A fascinating post from Father H this Palm Sunday.

From Fr Hunwicke's Mutual Enrichment

A couple of years ago, I was in the world's largest Jewish city around the time of Succoth, the autumn Feast of Tabernacles. Passing through Grand Central on my way to visit the Frick Collection, I was accosted by a charming young man, with skull-cap, who seemed all of eight years old, who profferred me a strip of palm with the question "You're Jewish?" It took me but a nanosecond to decide that this was not the occasion to offer subtle distinctions; so I just said "I'm afraid I'm not", at which he cheerfully withdrew the palm and passed on his way. Neither of us attempted to proselytise the other.

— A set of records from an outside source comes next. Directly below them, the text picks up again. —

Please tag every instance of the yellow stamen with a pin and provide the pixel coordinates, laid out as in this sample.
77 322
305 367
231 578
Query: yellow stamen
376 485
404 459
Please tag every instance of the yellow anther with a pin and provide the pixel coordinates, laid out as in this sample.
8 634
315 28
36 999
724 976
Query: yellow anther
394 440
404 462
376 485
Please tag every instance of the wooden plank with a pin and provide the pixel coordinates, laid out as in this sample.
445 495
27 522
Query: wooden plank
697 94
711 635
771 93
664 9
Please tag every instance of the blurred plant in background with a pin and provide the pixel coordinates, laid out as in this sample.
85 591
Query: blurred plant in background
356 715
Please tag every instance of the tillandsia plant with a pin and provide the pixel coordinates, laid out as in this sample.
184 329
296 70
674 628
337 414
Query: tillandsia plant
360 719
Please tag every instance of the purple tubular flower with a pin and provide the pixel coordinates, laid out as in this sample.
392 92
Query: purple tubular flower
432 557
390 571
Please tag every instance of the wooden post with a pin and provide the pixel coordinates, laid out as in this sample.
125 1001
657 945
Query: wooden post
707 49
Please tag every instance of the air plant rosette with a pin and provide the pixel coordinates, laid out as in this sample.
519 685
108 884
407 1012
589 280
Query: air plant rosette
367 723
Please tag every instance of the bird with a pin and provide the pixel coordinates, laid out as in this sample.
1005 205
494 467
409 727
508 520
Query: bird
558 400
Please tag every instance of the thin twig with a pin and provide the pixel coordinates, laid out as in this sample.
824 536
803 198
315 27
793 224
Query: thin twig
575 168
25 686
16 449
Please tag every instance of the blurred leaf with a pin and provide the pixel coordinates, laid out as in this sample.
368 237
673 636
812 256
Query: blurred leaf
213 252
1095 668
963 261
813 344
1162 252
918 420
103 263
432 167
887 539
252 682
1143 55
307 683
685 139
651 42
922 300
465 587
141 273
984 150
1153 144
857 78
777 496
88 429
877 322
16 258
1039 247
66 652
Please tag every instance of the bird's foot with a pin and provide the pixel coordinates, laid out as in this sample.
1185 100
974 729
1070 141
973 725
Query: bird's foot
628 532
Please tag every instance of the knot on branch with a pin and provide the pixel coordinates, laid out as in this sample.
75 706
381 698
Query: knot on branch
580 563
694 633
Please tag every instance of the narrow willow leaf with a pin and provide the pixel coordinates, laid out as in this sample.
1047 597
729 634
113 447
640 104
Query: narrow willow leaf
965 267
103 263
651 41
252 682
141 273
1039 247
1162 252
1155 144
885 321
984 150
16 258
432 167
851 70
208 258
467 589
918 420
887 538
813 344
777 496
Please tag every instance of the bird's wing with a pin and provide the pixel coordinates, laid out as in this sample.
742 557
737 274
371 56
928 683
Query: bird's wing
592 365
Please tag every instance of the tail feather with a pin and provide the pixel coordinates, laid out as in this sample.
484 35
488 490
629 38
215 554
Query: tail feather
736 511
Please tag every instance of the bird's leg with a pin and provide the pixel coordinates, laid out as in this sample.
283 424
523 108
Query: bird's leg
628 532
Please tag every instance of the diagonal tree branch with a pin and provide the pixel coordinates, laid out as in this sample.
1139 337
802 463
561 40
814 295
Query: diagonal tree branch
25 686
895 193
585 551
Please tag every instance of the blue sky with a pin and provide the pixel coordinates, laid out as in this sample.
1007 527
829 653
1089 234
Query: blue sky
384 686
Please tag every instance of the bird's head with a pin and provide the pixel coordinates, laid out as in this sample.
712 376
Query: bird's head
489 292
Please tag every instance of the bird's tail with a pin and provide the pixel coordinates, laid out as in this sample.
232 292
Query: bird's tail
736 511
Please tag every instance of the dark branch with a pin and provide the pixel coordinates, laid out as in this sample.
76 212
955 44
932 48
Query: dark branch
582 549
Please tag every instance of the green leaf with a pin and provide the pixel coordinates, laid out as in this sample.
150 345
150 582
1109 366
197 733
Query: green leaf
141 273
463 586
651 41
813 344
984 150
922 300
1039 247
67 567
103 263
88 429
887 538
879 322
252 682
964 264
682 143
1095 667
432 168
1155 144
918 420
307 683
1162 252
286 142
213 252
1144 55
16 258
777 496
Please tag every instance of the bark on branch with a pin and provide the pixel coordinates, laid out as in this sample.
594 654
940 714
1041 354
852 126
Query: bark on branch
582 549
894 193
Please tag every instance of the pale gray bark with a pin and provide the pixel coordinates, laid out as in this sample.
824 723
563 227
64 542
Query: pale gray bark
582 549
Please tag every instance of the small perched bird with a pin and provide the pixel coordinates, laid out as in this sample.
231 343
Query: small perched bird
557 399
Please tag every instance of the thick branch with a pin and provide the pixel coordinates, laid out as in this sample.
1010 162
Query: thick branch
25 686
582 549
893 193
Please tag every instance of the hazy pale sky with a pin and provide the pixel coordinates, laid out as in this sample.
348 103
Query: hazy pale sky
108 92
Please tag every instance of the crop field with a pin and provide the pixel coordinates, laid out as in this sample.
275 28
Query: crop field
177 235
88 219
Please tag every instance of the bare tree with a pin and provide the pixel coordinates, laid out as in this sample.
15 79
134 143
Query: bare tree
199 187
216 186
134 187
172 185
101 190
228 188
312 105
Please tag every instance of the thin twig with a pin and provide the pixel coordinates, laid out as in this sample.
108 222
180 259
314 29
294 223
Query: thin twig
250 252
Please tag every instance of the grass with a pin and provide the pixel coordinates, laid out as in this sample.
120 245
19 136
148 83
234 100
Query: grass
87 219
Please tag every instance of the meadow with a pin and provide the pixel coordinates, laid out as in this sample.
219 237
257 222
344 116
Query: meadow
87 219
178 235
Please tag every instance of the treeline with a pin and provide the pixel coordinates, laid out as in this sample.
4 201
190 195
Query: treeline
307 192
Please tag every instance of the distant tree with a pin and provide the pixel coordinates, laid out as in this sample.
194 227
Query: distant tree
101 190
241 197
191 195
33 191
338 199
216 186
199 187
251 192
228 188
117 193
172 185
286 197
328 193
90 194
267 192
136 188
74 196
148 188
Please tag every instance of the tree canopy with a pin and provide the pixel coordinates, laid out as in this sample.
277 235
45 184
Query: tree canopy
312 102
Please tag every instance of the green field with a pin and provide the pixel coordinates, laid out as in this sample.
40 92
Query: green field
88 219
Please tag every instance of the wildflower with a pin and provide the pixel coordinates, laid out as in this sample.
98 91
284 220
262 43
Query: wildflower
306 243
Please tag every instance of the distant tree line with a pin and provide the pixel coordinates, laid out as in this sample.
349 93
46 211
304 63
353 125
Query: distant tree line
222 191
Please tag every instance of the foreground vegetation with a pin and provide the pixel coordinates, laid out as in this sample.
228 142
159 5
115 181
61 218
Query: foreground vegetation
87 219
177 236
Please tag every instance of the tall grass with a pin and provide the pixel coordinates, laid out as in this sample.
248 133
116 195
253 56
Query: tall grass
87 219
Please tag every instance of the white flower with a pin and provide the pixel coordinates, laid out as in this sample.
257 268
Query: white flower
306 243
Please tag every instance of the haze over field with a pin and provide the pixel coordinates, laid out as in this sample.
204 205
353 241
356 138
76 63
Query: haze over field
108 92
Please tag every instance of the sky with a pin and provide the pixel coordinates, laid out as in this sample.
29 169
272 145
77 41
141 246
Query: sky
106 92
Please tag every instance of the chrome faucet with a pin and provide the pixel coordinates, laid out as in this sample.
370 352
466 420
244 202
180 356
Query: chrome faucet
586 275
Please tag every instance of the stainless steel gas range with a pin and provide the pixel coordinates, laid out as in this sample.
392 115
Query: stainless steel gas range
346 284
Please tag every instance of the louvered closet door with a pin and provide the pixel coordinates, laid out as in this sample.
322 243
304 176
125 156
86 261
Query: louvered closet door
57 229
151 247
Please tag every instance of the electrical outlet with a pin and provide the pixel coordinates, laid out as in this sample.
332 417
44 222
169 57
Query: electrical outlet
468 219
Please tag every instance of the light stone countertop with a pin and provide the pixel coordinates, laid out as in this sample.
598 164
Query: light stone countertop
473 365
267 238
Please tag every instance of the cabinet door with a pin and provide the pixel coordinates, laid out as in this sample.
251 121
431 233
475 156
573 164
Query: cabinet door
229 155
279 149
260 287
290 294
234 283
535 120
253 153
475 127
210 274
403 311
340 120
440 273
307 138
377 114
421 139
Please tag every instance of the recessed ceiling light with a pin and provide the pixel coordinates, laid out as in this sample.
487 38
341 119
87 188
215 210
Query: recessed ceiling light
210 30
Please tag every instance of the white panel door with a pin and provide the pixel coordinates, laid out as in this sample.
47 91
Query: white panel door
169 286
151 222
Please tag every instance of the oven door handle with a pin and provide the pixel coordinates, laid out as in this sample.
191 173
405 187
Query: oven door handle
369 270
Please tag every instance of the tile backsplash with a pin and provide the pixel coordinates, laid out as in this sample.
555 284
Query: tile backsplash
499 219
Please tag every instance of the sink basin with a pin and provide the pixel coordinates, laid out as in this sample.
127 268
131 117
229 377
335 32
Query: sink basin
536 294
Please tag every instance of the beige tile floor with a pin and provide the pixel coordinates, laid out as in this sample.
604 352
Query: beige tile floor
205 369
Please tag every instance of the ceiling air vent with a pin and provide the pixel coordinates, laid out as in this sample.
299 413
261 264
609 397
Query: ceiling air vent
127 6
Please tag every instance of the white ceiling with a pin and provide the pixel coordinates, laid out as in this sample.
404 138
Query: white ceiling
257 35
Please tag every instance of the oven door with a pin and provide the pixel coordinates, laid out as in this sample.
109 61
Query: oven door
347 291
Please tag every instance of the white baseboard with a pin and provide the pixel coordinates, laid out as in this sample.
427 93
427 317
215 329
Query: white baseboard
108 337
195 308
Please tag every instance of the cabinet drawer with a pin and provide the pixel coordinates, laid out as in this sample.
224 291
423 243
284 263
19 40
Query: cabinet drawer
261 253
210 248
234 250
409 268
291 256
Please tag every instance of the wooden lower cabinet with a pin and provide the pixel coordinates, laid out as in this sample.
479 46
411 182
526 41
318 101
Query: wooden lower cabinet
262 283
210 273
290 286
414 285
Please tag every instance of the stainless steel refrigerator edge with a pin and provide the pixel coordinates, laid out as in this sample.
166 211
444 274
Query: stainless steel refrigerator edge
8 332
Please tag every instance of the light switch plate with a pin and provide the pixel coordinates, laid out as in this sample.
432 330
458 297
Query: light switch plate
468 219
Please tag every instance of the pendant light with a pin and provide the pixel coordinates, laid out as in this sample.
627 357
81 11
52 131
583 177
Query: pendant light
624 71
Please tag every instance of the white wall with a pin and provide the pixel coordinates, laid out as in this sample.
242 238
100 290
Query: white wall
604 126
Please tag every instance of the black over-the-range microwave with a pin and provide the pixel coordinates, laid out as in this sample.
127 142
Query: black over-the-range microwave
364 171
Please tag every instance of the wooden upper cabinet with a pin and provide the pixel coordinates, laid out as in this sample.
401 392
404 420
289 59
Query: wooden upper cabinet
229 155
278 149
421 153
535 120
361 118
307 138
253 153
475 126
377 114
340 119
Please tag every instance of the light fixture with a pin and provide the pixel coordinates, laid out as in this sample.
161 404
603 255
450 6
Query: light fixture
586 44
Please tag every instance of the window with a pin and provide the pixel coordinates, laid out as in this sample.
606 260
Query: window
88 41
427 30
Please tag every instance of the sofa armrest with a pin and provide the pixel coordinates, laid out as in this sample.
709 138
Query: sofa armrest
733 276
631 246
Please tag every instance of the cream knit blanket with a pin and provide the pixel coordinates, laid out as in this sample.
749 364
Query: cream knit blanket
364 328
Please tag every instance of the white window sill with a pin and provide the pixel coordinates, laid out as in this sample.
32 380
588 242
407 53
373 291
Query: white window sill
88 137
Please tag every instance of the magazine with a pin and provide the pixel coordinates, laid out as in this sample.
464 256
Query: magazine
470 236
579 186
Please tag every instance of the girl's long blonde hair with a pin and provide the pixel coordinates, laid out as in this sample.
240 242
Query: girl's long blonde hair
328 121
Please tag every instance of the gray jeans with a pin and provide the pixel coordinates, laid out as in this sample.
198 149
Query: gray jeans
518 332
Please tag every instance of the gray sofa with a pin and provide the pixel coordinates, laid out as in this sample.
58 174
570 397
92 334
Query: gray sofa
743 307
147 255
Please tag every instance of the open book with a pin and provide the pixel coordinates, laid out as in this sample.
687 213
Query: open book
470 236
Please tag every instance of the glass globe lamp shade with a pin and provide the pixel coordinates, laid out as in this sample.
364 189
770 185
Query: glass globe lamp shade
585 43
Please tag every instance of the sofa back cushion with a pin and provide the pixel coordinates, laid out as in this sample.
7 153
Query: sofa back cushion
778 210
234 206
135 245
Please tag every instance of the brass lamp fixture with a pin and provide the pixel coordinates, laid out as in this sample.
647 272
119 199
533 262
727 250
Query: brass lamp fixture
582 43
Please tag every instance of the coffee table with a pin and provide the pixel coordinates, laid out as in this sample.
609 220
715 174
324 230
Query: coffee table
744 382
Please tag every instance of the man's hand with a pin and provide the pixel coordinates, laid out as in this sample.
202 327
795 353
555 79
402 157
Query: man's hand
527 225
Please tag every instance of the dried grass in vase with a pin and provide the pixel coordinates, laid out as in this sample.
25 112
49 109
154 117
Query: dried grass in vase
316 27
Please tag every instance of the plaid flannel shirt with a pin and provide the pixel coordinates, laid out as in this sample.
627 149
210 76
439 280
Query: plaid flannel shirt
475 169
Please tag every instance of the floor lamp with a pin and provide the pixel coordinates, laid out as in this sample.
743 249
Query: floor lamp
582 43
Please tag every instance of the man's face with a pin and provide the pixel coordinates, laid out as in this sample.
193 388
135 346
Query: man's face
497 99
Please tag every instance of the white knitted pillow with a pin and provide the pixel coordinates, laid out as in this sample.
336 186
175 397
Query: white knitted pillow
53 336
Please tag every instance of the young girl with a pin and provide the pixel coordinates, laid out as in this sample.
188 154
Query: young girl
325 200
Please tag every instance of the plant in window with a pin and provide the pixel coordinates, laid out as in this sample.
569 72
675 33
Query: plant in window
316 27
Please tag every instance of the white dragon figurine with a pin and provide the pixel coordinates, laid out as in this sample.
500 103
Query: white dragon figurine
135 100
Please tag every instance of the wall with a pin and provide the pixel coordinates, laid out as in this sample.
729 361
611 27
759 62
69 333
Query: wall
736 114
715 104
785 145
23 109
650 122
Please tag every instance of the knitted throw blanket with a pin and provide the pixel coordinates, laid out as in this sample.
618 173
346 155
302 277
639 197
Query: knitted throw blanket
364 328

Here are some words from Fr Thurston's admirable CTS pamphlet dated 1949:

It is perhaps sometimes forgotten that the association of the cry Hosanna with the waving of palm-branches does not date merely from our Lord's solemn entry into Jerusalem. If the people saluted our Saviour in this manner at the moment of His triumph, it was because both action and words were familiar to them as part of the ceremonies of one of the most joyful festivals of the year. On each of the seven days of the feast of Tabernacles the people moved in procession about the altar in the court of the Temple, making their boughs of palm bend towards it, and shouting Hosanna ("save now"), while the trumpets sounded. Moreover it would seem that verses 25 and 26 of Psalm cxvii, beginning Hosanna and containing the phrase, "Blessed is he that cometh in the name of the Lord," were used as a sort of responsory to the great Hallel (Psalms cxii-cxvii), which was recited on this occasion. When it is added from the explicit tradition of the Talmud that the children who were old enough to wave the palm-branches were expected to take part in the celebration, and that the boughs themselves came in the course of time to be called  Hosannas, it will be clear how close a connection there is between the Christian procession of Palm Sunday and the palm festival still observed by the Jews after the harvest in the autumn. Both the ceremonies of the Jews in their synagogues and our own procession on Palm Sunday represent a rite which has existed in some shape from the time of the entry into the promised land more than 3,000 years ago.